Finn hielt vor seiner Tür inne und reckte seinen Kopf nur so weit ins Zimmer hinein, bis er das Ende des Bettes sehen konnte. Die Schachtel lag noch immer halb verdeckt an der gleichen Stelle. Auch konnte er den schwarzen Schatten des Hutes unter der Folie erkennen. Finn schob seinen rechten Fuß zur Türschwelle und lauschte. Erst war alles still. Dann hörte er ein dumpfes Klicken. Danach ein leises Rauschen, das immer stärker wurde. Plötzlich verschwand das Rauschen und eine Art Summen erklang. Finn fixierte die Schachtel. Hatte sie sich bewegt? Nein! Aber woher kamen die Geräusche? Wieder ertönte ein Klicken und gleich darauf erneut.

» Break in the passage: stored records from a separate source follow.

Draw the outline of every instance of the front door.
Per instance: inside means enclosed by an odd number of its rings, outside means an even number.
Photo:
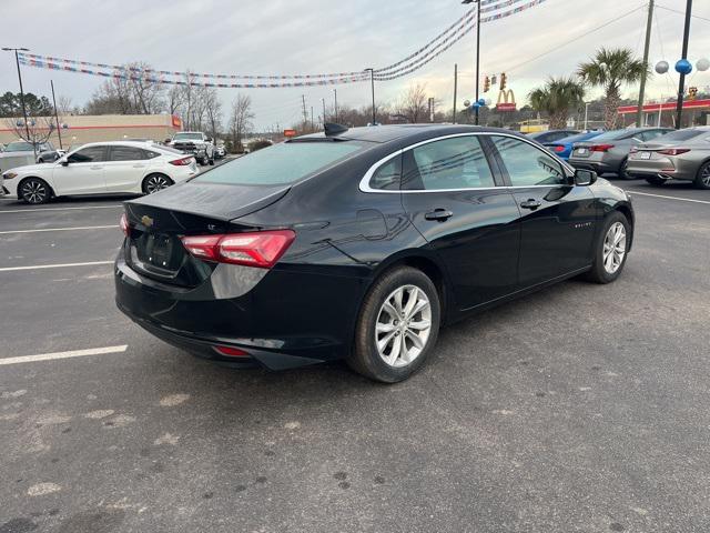
[[[574,185],[559,160],[515,137],[491,135],[520,209],[520,288],[591,264],[595,197]]]
[[[122,144],[110,145],[104,172],[106,191],[136,191],[149,163],[146,152],[141,148]]]
[[[105,147],[82,148],[67,158],[68,164],[57,163],[52,174],[54,191],[63,194],[101,194],[106,192],[103,180]]]
[[[402,185],[404,208],[446,265],[459,310],[515,290],[518,208],[513,194],[497,187],[477,135],[405,151]]]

Das Summen setzte abermals ein. Er drehte leicht den Kopf und war dann sicher: Das kommt nicht aus seinem Zimmer. Finn stutzte kurz und schlug sich dann mit der Hand an die Stirn. Natürlich, in der Küche hatte das Lieblingsgerät seiner Mutter mit der Arbeit begonnen: die Spülmaschine!
Laut stieß Finn den angehaltenen Atem aus. Nur Prinzen werden verzaubert, aber keine Geburtstagskinder, redete er sich ein. Mit diesem Gedanken betrat er sein Zimmer, griff seinen Pullover, der auf dem Stuhl lag, und warf ihn auf die Schachtel. So verpackt schnappte er sich den Karton und lief hinunter in die Küche.
»Oh, gut, dass du dir deinen Pulli mitgebracht hast. Nur im Schlafanzug könnte es vielleicht doch schnell kalt werden«, empfing ihn seine Mutter. S
ie klappte das Lexikon zu und zog Finns Stuhl neben ihren.
»Ja, unheimlich sieht sie schon aus«, bestätigte die Mutter, nachdem Finn die Schachtel auf den Tisch gelegt und den Pullover angezogen hatte. Sie schob ihm den Karton zu. Noch stehend öffnete Finn die Schachtel und zog die Puppe heraus. Irgendwie kam er sich albern vor. Es ist schlicht eine Puppe. Mehr nicht.
»Oma und Opa kommen!«, rief der Vater aus dem Wohnzimmer.
Finns Mutter stand auf und fragte, als sie schon in der Tür stand:
»Kommst du?«
»Ja!«
»Ich bin gespannt, was dir deine Großeltern mitgebracht haben!«
Das war nicht die Stimme seiner Mutter!
Und schon gar nicht die des Vaters!
Finn schaute in das zerknautschte Gesicht der Puppe. Wo eben noch eine dünne Naht den grimmigen Mund angedeutet hatte, war nun ein Lächeln zu sehen.
»Nein, du träumst nicht.«
Tatsächlich, jetzt hatten sich auch die Lippen der Puppe bewegt!
»Ich muss träumen, Puppen reden nicht!«
Die schnelle Bewegung der kleinen Puppenhand bemerkte Finn gar nicht. Er spürte nur den leichten Schlag auf seiner Hand.
»Aua!«
Richtig weh tat es natürlich nicht, letztendlich hatte Tea ja nur weiche Stoffhände. Es war viel mehr der Schreck, weshalb Finn Aua schrie. Trotzdem rieb sich der Junge die Stelle, an der er getroffen wurde.
»Wieso . . . », begann er, » . . . was bist du?«, korrigierte er sich dann.
»Ich bin eine Hexe.«
»Aber du bist doch eine Puppe!«
»Ich bin eine Hexenpuppe«, betonte Tea.